When the media runs these evocative nostalgic pieces about Communism, it's the equivalent of a pedophile sharing snapshots of summer camp. It's the disgusting secret of truly vile people leaking out.
Here's a quote from the second paragraph. "America was fortunate to have had the Communists here. They, more than most, prodded the country into becoming the democracy it always said it was.”
Here's part of the third. "I understood nothing of what they said, but I was always excited by the richness of their rhetoric, the intensity of their arguments, the urgency and longing behind that hot river of words that came pouring ceaselessly from them."
And part of the fourth, " Politics sat down with them, Ideas sat down with them; above all, History sat down with them. They spoke and thought within a context that lifted them out of the nameless, faceless obscurity into which they had been born, and gave them the conviction that they had rights as well as obligations. They were not simply the disinherited of the earth, they were proletarians with a founding myth of their own (the Russian Revolution) and a civilizing worldview (Marxism)"
And the fifth, "the party was possessed of a moral authority that lent shape and substance, through its passion for structure and the eloquence of its rhetoric, to an urgent sense of social injustice."
I could keep going. But why bother.
Nazis don't get a forum to pour out their romantic nostalgia for attending Hitler rallies. Communists do because the left sympathizes with them. It must offers occasional apologies and disavowals, but the love for a horrifying ideology that was totalitarian all the way down, whose mass murder of millions was not an accident of fate, but was always an integral part of it, tells the truth about the left.
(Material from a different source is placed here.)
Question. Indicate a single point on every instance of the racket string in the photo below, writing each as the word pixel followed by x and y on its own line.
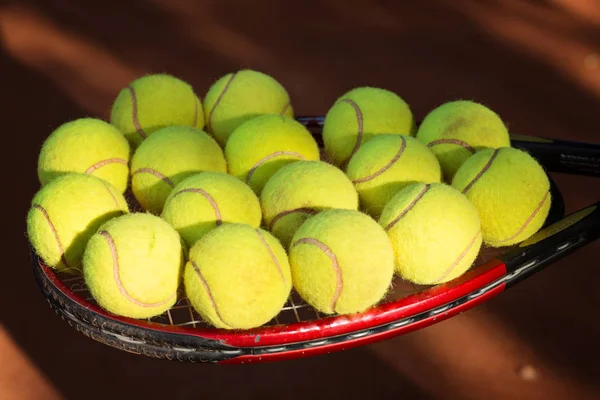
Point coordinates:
pixel 183 314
The rest is tiresome. The same recitations of "We knew nothing". As if the crimes of Communism had been some sort of mystery until Khrushchev admitted them.
The New York Times op-ed, a congealed mass of romantic nostalgia for a lost magical Communist past, concludes with...
"Hundreds of thousands of Americans were Communists at one time or another during those 40 years. Many of these people endured social isolation, financial and professional ruin, and even imprisonment. They were two generations of Americans whose lives were formed by political history as were no other American lives save those of the original Revolutionists. History is in them — and they are in history."
After all the mass murders and crimes have been admitted, the left always returns to this nostalgia. Yes, maybe Stalin was bad. But his followers were principled. Maybe the USSR was bad, but the American Communists, quite a few of whom were willing to kill and commit treason in its name, were fine people. Just like the Founding Fathers.
History is in them.
This is the left. It returns, like a dog to its vomit, to the dream of the true radicalism of a totalitarian leftist state. It occasionally deals with uncomfortable truths. Circles around them. And then it lapses back into an opium dream of Marxists sitting around a kitchen table and debating whom to shoot first.